Wednesday, December 01, 2004


Kevin Drum points out an interesting article in the Guardian today. Computer programmers are proposing a way to fight back against spammers by harnessing the power of unused computers the same way that the abusers tend to do.
Lycos UK is offering free screensavers designed to counter-attack the junk emailers by turning their own techniques against them.

Entitled, somewhat confusingly, Make Love, Not Spam, the campaign aims to harness the coordinated power of under-occupied computers and bombard blacklisted sites with streams of email requests which will slow down targeted addresses and interfere with their business.
Mr Van Rensburg [of Lycos] said the plan was not to target the sites that send out spam, which are often hijacked computers, but to hit the sites that the spam benefits, many of them pornographic and based in eastern Europe. "If you want to call it vigilante action, so be it."

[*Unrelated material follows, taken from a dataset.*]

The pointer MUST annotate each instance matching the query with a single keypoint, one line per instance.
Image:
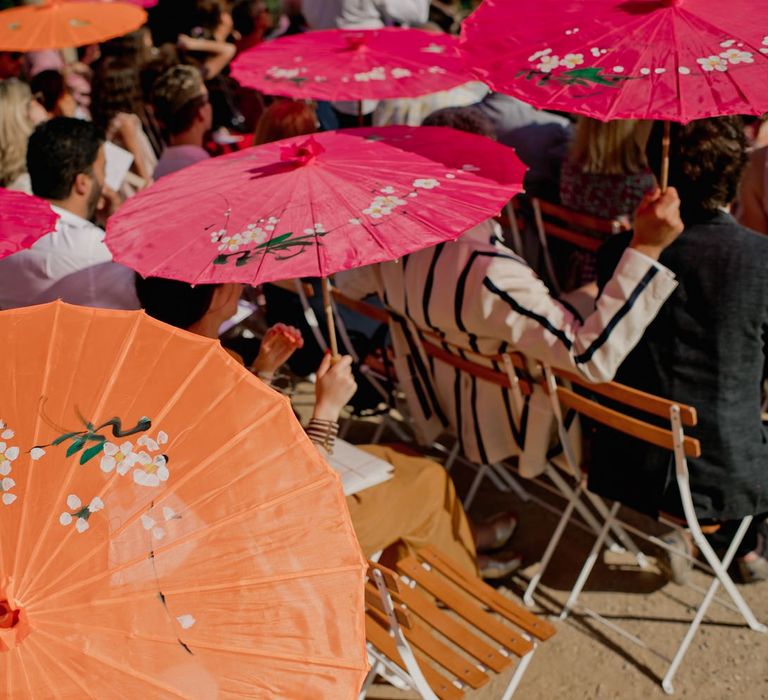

But Matt Sergeant, the chief anti-spam technologist at MessageLabs, said he did not approve of fighting network abuse with further network abuse. "It's too difficult to get it exactly right," he said. "The safeguards now in place are not too bad."
I think this latter comment is onto something. It is probably not a solution to fight fire with fire in this situation because that would just clog up the network with even more abuse than it already contains. Secondly, spammers cover their tracks so that they will not get caught. Before running such a program, I would want some assurance that the authorities would not hold me accountable for my counter-abuse. Still, it is an intriguing idea.


Anonymous Anonymous said...

CK "anonymous" here, unable to muster the energy to create yet another disposable online identity: the screensaver is, on the surface, a kickass idea to hammer the crap out servers of "confirmed" (problematic, right there, I guess) spammers (not via "streams of email requests," by the way, but via simple data requests, like when you visit a website with a browser). Such innumerable little jabs from all over the net cost them extra bucks in bandwidth fees for all their outgoing data.

The concept does present a few problems, however. One, it is effectively a DDoS attack, which is illegal, prolly. Two, and more pressingly, it doesn't seem to work very well, or even at all, on the Mac.

And I guess there is that whole two-wrongs-don't-make-a-right thing.